We can use the ColumnDataset class to load CoNLL format.

from seqal.datasets import ColumnDataset

columns = {0: "text", 1: "ner"}
pool_file = "./data/sample_bio/labeled_data_pool.txt"
data_pool = ColumnDataset(pool_file, columns)
unlabeled_sentences = data_pool.sentences

We can get sentences from data_pool by calling sentences property.

print(unlabeled_sentences[0])

This prints:

Sentence: "this is New York"   [− Tokens: 4  − Token-Labels: "this is New <B-LOC> York <I-LOC>"]

Load Plain Text

We can use load_plain_text to read the unlabeled dataset.

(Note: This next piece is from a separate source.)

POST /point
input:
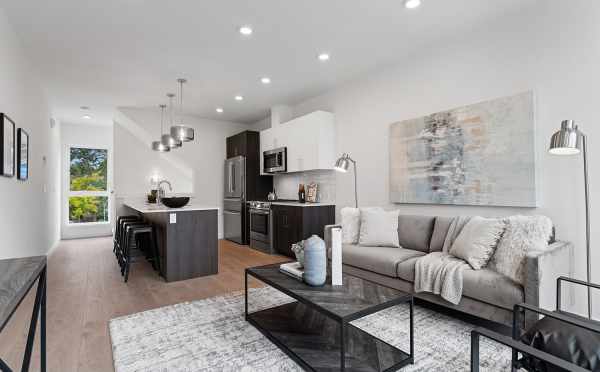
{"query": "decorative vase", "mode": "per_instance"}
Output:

This will create a list of Sentence objects.

from seqal.utils import load_plain_text

file_path = "./data/sample_bio/unlabeled_data_pool.txt"
unlabeled_sentences = load_plain_text(file_path)
print(unlabeled_sentences[0])

This prints:

Sentence: "this is New York"   [− Tokens: 4]

Non-spaced Language

As we mentioned in TUTORIAL_2_Prepare_Corpus, we have to provide the tokenized data for non-spaced language.

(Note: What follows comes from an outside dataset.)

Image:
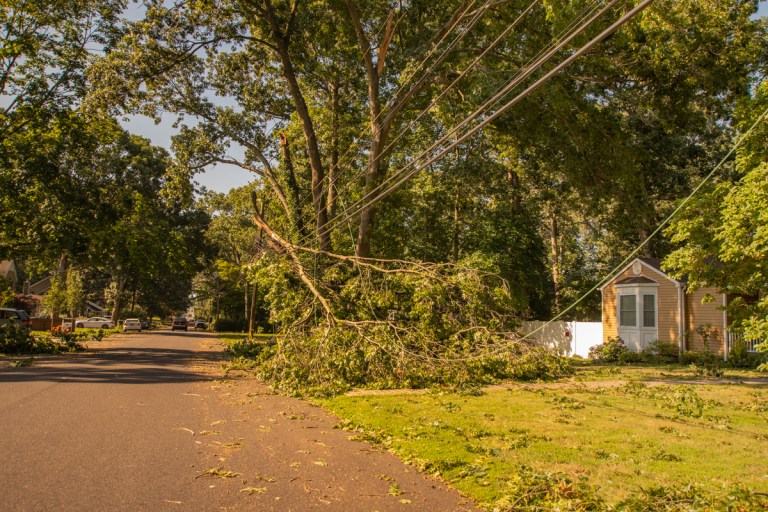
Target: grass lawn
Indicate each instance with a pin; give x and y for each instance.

An example with CoNLL format:

東京 B-LOC
は O
都市 O
です O

If the input format is plain text 東京は都市です. We should tokenize the sentence.

We mainly use the spacy model for the tokenization.

import spacy
from seqal.transformer import Transformer

nlp = spacy.load("ja_core_news_sm")
tokenizer = Transformer(nlp)
unlabeled_sentences = [tokenizer.to_subword(sentence) for sentence in sentences]

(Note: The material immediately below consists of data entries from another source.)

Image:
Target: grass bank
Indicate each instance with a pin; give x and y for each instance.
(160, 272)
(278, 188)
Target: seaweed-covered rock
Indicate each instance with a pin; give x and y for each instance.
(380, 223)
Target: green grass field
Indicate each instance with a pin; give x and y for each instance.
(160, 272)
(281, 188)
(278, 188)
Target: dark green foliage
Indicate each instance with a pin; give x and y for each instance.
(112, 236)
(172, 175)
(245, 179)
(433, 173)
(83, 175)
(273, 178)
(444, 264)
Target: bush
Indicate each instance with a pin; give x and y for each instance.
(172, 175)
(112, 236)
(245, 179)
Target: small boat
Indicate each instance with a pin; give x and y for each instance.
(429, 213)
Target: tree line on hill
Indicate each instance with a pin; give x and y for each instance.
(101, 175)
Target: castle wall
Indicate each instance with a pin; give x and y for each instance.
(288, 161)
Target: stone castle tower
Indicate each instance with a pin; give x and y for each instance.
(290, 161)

We also can directly use the spacy tokenizer.

import spacy
from flair.data import Sentence
from flair.tokenization import SpacyTokenizer

tokenizer = SpacyTokenizer("ja_core_news_sm")
unlabeled_sentences = [Sentence(sentence, use_tokenizer=tokenizer) for sentence in sentences]

We should download the spacy model beforehand and we can find different language's spacy model in spacy models.